Topical Team opportunity
ESA has a long history of supporting so-called Topical Teams to enhance European collaboration and focus on research. Topical Teams, depending on their subject, include experts from European universities, research entities and industries who together formulate succinct and relevant proposals for comprehensive research. Support to new Topical Teams in the “Science in the Space Environment (SciSpacE)” programme will continue and expanded to multidisciplinary research to increase international collaboration.
The Bremen drop tower is one of the tallest and best-known drop tower facilities in Europe. At the heart of the facility is the 146-m tall tower surrounded by support facilities that include control rooms, laboratories and workshops. Capsules are released from a height of 120 m offering 4.74 s of microgravity experiment time. The capsule experiences a deceleration of up to 50 g after the experiment is completed. Through this continuously-open research announcement, scientists are invited to apply with experiment proposals that use the unique capabilities of the drop tower.
Ground-based facilities programme
ESA's ground-based facilities programme is a highly valuable low-cost tool allowing scientists to push forward their understanding of basic science aspects, preparing for more complex spaceflight experiments and advancing human and biological aspects for exploration. Through this continuously-open research announcement, scientists are invited to apply with experiment proposals that use the capabilities of the facilities in this programme.
Investigating biological effects of space radiation
Radiation in space is considered a potential ‘show-stopper’ for human exploration of space. ESA' programme "Investigating biological effects of space radiation" (IBER) was formed to advance knowledge that is needed sustain long-duration human exploration missions. This continuously-open research announcement scientists are invited to apply with experiment proposals that use the capabilities of the facilities that are part of IBER.

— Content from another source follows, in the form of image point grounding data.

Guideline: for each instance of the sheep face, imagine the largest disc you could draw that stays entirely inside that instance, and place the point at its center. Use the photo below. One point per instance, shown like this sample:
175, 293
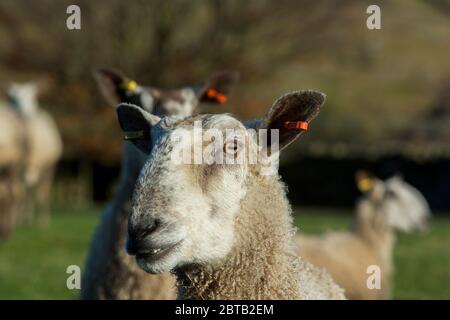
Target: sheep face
184, 213
181, 102
24, 97
399, 204
184, 208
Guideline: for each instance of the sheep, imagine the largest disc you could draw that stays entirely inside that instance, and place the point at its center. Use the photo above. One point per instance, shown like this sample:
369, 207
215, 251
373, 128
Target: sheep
109, 272
12, 151
224, 230
385, 206
44, 149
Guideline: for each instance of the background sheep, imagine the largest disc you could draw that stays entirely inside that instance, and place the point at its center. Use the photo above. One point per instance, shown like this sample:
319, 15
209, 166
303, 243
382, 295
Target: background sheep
12, 151
44, 149
385, 207
230, 237
110, 273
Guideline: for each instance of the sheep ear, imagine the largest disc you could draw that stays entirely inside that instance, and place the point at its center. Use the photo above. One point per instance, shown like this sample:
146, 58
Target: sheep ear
216, 88
114, 85
291, 114
365, 181
136, 124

Microgravity Application Promotion
ESA has a strong motivation to expand its activities by involving European industry in its projects, to move from fundamental research towards applied projects for the benefit of society and our economy. Through this continuously-open research announcement, the Microgravity Application Promotion (MAP) stimulates innovation and scientific research in spaceflight-analogue environments to support industry in a mutually-beneficial environment.
Parabolic flights are the only sub-orbital carriers that allow scientists to run biological, biomedical and physiological experiments in microgravity or other (reduced) gravity levels. In addition to testing facilities before use in space, parabolic flights validate operational and experimental procedures, and train astronauts for future spaceflight. Through this continuously-open research announcement, scientists are invited to apply with experiment proposals that use the the parabolic flight aircraft.
Sounding rockets launch experiments to the edge of space before falling back to Earth. These flights can carry 100-kg experiments up to 750 km high with up to 13 minutes of microgravity. Through this continuously-open research announcement, scientists are invited to apply with experiment proposals that use the sounding rocket launches that participate in this programme.